Patthy L
Institute of Enzymology, Hungarian Academy of Sciences, Budapest.
J Mol Biol. 1987 Dec 20;198(4):567-77. doi: 10.1016/0022-2836(87)90200-2.
A simple protocol is described that is suitable for the detection of distantly related members of a protein family. In this procedure, similarity to a consensus sequence is used to distinguish chance similarity from similarity due to common ancestry. The consensus sequence is constructed from the sequences of established members of a protein family and it incorporates features characteristic of the protein fold of this family: conserved residues, the pattern of variable and conserved segments, preferred location of gaps etc. The database is searched with the consensus sequence, using the unitary matrix or log odds matrix for scoring the alignments, with variable gap penalty. The advantage of the method is that it weights key residues, ignores sequence similarity in variable segments (thus partially eliminating "background noise" coming from chance similarity), distinguishes gaps disrupting conserved segments from those occurring in positions known to be tolerant of gap events. The utility of the method was demonstrated in the case of the protein family homologous with the internal repeats of complement B as well as the internal repeats identified in fibroblast proteoglycan PG40. The consensus sequence method succeeded in finding some new members of these protein families that could not be detected by earlier methods of sequence comparison.
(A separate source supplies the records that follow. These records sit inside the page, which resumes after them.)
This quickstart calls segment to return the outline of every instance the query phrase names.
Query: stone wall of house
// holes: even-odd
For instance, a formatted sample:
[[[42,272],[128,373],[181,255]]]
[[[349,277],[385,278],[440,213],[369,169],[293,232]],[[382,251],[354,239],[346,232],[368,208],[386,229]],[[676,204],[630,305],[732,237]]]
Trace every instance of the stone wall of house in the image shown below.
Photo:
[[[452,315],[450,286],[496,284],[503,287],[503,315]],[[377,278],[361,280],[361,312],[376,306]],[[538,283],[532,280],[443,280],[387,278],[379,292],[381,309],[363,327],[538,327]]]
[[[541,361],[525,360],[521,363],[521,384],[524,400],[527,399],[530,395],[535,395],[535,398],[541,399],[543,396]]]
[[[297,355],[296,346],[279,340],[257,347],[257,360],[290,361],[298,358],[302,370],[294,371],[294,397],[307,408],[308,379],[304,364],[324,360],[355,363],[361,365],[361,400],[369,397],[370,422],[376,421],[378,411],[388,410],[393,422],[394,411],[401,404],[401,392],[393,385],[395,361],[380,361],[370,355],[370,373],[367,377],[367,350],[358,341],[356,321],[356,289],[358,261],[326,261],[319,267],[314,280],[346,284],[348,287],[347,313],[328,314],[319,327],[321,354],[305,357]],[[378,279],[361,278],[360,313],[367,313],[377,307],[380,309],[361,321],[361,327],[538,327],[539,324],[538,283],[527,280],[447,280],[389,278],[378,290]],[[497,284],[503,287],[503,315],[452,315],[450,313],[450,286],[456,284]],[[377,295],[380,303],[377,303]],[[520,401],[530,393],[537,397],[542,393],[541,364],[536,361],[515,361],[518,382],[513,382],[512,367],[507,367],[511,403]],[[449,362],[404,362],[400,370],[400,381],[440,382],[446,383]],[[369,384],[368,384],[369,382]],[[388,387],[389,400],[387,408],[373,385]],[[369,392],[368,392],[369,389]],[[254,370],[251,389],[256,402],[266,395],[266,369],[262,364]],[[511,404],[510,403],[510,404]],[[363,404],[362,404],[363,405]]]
本文描述了一种简单的方案,适用于检测蛋白质家族中亲缘关系较远的成员。在此过程中,与共有序列的相似性被用于区分偶然相似性和源于共同祖先的相似性。共有序列由蛋白质家族中已确定成员的序列构建而成,它包含了该家族蛋白质折叠的特征:保守残基、可变区和保守区的模式、缺口的优选位置等。使用共有序列搜索数据库,采用单位矩阵或对数几率矩阵对比对进行评分,并设置可变的缺口罚分。该方法的优点在于它对关键残基进行加权,忽略可变区的序列相似性(从而部分消除偶然相似性带来的“背景噪声”),区分破坏保守区的缺口和那些出现在已知可容忍缺口事件位置的缺口。该方法的实用性在与补体B内部重复序列同源的蛋白质家族以及成纤维细胞蛋白聚糖PG40中鉴定出的内部重复序列的案例中得到了证明。共有序列方法成功地找到了这些蛋白质家族的一些新成员,而这些成员用早期的序列比较方法无法检测到。